# ABS Inflation multi-measure

## Python set-up

In [1]:
# system imports
import sys
from pathlib import Path

# analytic imports
import matplotlib.pyplot as plt
import pandas as pd

# local imports
from abs_data_capture import (
    find_id,
    get_ABS_meta_and_data,
    get_fs_constants,
    get_meta_constants,
)
from plotting import clear_chart_dir, line_plot, set_chart_dir

# pandas display settings
pd.options.display.max_rows = None
pd.options.display.max_columns = 999
pd.options.display.max_colwidth = 100

# display charts in this notebook
SHOW = False

## Get data from ABS

In [2]:
# ABS data extraction settings
did_col, id_col, table_col, type_col, unit_col = get_meta_constants()

In [3]:
abs_data = {}


def get_abs(catalogue_id: str) -> dict:
    if catalogue_id not in abs_data:
        abs_dict = get_ABS_meta_and_data(catalogue_id)
        if abs_dict is None:
            sys.exit(-1)
        abs_data[catalogue_id] = abs_dict
        return abs_dict

    return abs_data[catalogue_id]

In [4]:
sources = set()


def get_series(
    catalogue_id: str, table: str, series_type: str, did_type: str, series_name: str
) -> pd.Series:
    # get the ABS data
    data_dict = get_abs(catalogue_id)
    sources.add(catalogue_id)
    _, _, META_DATA = get_fs_constants(catalogue_id)
    meta = data_dict[META_DATA]
    data = data_dict[table]

    # get the identified series
    search_terms = {
        table: table_col,
        "Seasonally Adjusted" if series_type == "SA" else "Original": type_col,
        did_type: did_col,
        series_name: did_col,
    }
    series_id, _ = find_id(meta, search_terms, verbose=True)
    series = data[series_id]

    return series

In [5]:
def calculate_growth(series, name, did_type):
    """Work out if we need to calculate annual growth,
       and if we do, then calculate growth. 
       Return a series of percentage growth."""

    # preliminary
    period = series.index.freqstr[0]
    shift = 4 if period == "Q" else 12 if period == "M" else 0
    if not shift:
        print(f"--- Something odd---: {name} {series.index.freqstr}")

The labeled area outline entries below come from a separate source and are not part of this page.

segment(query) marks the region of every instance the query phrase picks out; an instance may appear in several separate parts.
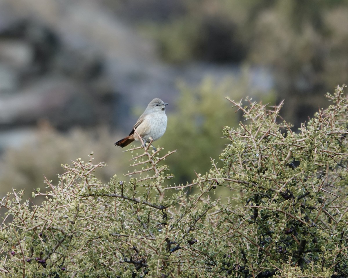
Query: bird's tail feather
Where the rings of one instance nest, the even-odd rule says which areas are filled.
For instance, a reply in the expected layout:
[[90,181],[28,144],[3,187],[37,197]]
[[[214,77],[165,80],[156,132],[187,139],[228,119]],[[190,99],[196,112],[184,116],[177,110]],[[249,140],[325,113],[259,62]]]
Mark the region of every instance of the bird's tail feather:
[[116,142],[114,145],[115,146],[118,146],[121,148],[125,147],[134,141],[134,139],[131,139],[129,138],[130,137],[130,136],[128,136],[125,138],[124,138],[123,139],[121,139],[119,141],[118,141]]

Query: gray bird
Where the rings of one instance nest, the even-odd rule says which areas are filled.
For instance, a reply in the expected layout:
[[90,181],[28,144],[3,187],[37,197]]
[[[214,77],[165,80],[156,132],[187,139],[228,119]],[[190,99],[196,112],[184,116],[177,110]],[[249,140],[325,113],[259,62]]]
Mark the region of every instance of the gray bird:
[[149,142],[150,138],[154,141],[160,138],[167,128],[165,108],[168,104],[159,98],[153,99],[138,119],[129,136],[117,141],[114,144],[115,146],[123,148],[134,140],[140,141],[139,137],[134,133],[135,129],[141,137],[144,143]]

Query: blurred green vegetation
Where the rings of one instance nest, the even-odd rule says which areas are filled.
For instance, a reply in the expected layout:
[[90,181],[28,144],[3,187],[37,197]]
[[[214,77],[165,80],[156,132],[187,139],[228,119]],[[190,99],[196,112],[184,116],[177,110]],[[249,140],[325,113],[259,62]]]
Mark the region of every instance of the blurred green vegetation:
[[278,100],[286,100],[282,115],[296,128],[325,107],[325,93],[347,82],[347,0],[179,2],[165,19],[137,19],[162,58],[270,69]]
[[222,138],[222,129],[237,125],[241,115],[231,108],[226,97],[241,99],[247,95],[258,96],[256,97],[264,103],[274,104],[274,93],[260,95],[257,88],[250,88],[248,74],[246,68],[238,81],[231,79],[217,84],[207,77],[196,88],[179,84],[177,109],[168,115],[167,130],[158,140],[167,150],[177,150],[177,155],[166,162],[175,175],[172,182],[185,183],[196,177],[195,171],[208,171],[211,166],[210,158],[218,158],[228,143]]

    # treat series appropriately 
    # -- already annual growth, so no treatment needed
    dt_lower = did_type.lower()
    if "percent" in dt_lower and "previous year" in dt_lower:
        growth = series
        
    # -- calculate annual growth from raw series
    else:
        growth = series.pct_change(periods=shift) * 100

    # upsample quarterly data to monthly before returning it
    if period == 'Q':
        growth = growth.resample("M", convention="end").mean()

    return growth

In [6]:
capture = {
    # specify the data items we wish to capture ...
    # raw data - we will calculate growth from index numbers/etc.
    # description: [catalogue_id, table, series_type, did_type, series_name, summary]
    "All Groups CPI": [
        "6401",
        "2",
        "Orig",
        "Percentage Change from Corresponding Quarter of Previous Year",
        "All groups CPI ;  Australia ;",
        "CPI",
    ],
    "CPI Trimmed Mean": [
        "6401",
        "8",
        "SA",
        "Percentage Change from Corresponding Quarter of Previous Year",
        "Trimmed Mean ;  Australia ;",
        "CPI-TM",
    ],
    "Monthly CPI Indicator": [
        "6484",
        "1",
        "SA",
        "Percentage Change from Corresponding Month of Previous Year",
        "All groups CPI, seasonally adjusted ;  Australia",
        "M-CPI",
    ],
    "Producer Price Index": [
        "6427",
        "1",
        "Orig",
        "Percentage change from corresponding quarter of previous year",
        "Final ;  Total ",
        "PPI",
    ],
    "Wage Price Index": [
        "6345",
        "1",
        "SA",
        "Percentage Change From Corresponding Quarter of Previous Year",
        "Australia ;  Total hourly rates of pay excluding bonuses ;  Private and Public ;  All industries ;",
        "WPI",
    ],
    "GDP Price Deflator": ["5206", "5", "SA", " ", "GROSS DOMESTIC PRODUCT ;", "GDP"],
    "Households final consumption Price Deflator": [
        "5206",
        "5",
        "SA",
        " ",
        "Households ;  Final consumption expenditure ;",
        "HFCE",
    ],
    "Non-farm hourly employee compensation": [
        "5206",
        "24",
        "SA",
        "Current prices ;",
        "Non-farm compensation of employees per hour:",
        "NFHEC",
    ],
}

# let's download the ABS data
combined = {}
latest = []
for name, (
    catalogue_id,
    table,
    series_type,
    did_type,
    series_name,
    summary,
) in capture.items():
    series = get_series(catalogue_id, table, series_type, did_type, series_name)
    growth = calculate_growth(series, name, did_type)
    full_name = f"{name} ({series_type})"
    growth.name = full_name
    combined[full_name] = growth
    latest.append(f"{summary}={round(growth.dropna().iloc[-1], 1)}")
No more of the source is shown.